King wrote, among other things, the definitive biography of Patrick O’Brian, the British author of the “Master and Commander” series of sea stories. With his careful reading of Riley’s original account, his study of other relevant literature, and most of all his adventurous and hair-raising retracing of Riley’s travels by camel and on foot, King brings vividly to life the original power of Riley’s story and places it in the context of modern knowledge.
The result is an adventure, a palpable lesson in ethnography and geography and a delicate study in psychology. Dean does not grab you by the throat and proclaim, “See what I have.” With the subtlety of a master writer he simply shows you, until it dawns that this is not a routine resurrection of an ancient tale but a re-creation that demands attention on its own.

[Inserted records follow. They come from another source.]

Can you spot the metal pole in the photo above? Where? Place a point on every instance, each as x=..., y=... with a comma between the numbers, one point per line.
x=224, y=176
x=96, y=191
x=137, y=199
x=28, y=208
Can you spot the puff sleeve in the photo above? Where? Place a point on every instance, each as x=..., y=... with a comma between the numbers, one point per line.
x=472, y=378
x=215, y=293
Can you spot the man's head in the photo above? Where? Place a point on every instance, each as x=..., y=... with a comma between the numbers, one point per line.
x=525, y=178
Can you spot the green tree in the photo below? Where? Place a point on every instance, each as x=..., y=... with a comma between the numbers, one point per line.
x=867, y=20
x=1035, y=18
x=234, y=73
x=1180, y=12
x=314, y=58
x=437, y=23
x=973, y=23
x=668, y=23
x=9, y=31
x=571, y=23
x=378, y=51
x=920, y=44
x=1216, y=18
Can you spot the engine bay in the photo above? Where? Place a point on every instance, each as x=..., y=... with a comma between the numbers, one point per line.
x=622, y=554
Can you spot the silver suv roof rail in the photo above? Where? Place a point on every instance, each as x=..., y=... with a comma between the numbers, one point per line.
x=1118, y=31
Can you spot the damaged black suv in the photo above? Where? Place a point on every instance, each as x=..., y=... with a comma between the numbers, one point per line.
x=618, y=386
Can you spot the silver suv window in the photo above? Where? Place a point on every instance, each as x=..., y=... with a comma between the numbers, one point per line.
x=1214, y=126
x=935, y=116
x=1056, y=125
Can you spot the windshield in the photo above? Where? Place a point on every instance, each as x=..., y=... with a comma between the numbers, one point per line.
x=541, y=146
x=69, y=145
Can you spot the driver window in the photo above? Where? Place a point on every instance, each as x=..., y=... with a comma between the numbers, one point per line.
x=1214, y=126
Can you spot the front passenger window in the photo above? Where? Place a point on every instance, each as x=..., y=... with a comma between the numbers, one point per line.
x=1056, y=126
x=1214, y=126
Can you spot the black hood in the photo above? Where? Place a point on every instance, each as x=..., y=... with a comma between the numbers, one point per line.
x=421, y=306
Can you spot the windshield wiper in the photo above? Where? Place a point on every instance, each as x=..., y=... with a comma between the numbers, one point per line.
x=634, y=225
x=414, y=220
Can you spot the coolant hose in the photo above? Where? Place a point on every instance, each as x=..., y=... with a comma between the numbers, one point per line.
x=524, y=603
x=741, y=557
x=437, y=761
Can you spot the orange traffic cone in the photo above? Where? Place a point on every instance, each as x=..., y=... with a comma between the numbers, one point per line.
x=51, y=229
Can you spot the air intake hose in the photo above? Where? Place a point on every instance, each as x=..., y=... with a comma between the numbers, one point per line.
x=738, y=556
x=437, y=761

First, the scene. For Thoreau, evidently, as for many Americans so long ago, desert places were all more or less Arabia, but it was actually another sand-swept place, the shores of North Africa’s vast Sahara Desert where the Commerce wrecked and the starving, sun-bitten crew members were dragged through its desolate places. (The Zahara of the title is an old English spelling of Sahara.)
Then, the actors in this narrative. The sailors and their captain were from the densely industrialized Connecticut River area. They were tough and competent, and most were experienced sailors. None was tougher, more skilled and certainly none more imaginative than their captain Riley.
In persuasive understated prose, King draws a portrait of a most uncommon man. Riley was a natural leader. He encouraged the weak, was kind to the frightened and forgiving to those who wavered. Through the worst times, the beatings, thirst and hunger no person should ever have to imagine let alone experience, the captain kept hope alive. In a matter of weeks of being taken prisoner, he learned some Arabic and studied the ways of his captors. He conceived of a plan to persuade the nomads to take him north to more civilized Morocco and there ransom him and his crew for money he would somehow have to get. Along the way he slowly formed a respect for and then friendship with one Arab into whose hands he’d fallen. King shows how this bond developed.
Archibald Robbins, a shipmate held captive even longer than Riley, wrote an account of the ordeal, and King pays serious attention to it. But it is Riley who captures King’s imagination, and the reader’s. King shows through Riley’s eyes the humanity of the desert nomads, who competed with one another to survive, often violently. Nonetheless, they shared what little they had. Once some passing Arabs gave Riley and the sailors with him their first bread since the shipwreck.
“The best meal of their journey,” King writes, “was the gift of men they did not know and would never see again. Like so much of the Sahara, it opened their minds to the unexpected, and to small graces in the midst of adversity.”
It is fitting that on Riley’s return to the United States he became a forceful abolitionist. He wrote that when slavery was mentioned “my whole body is agitated.”
“Men though covered with a black skin are not brutes,” Riley said. “The hypocritical advocate of slavery shall be detested by all mankind.”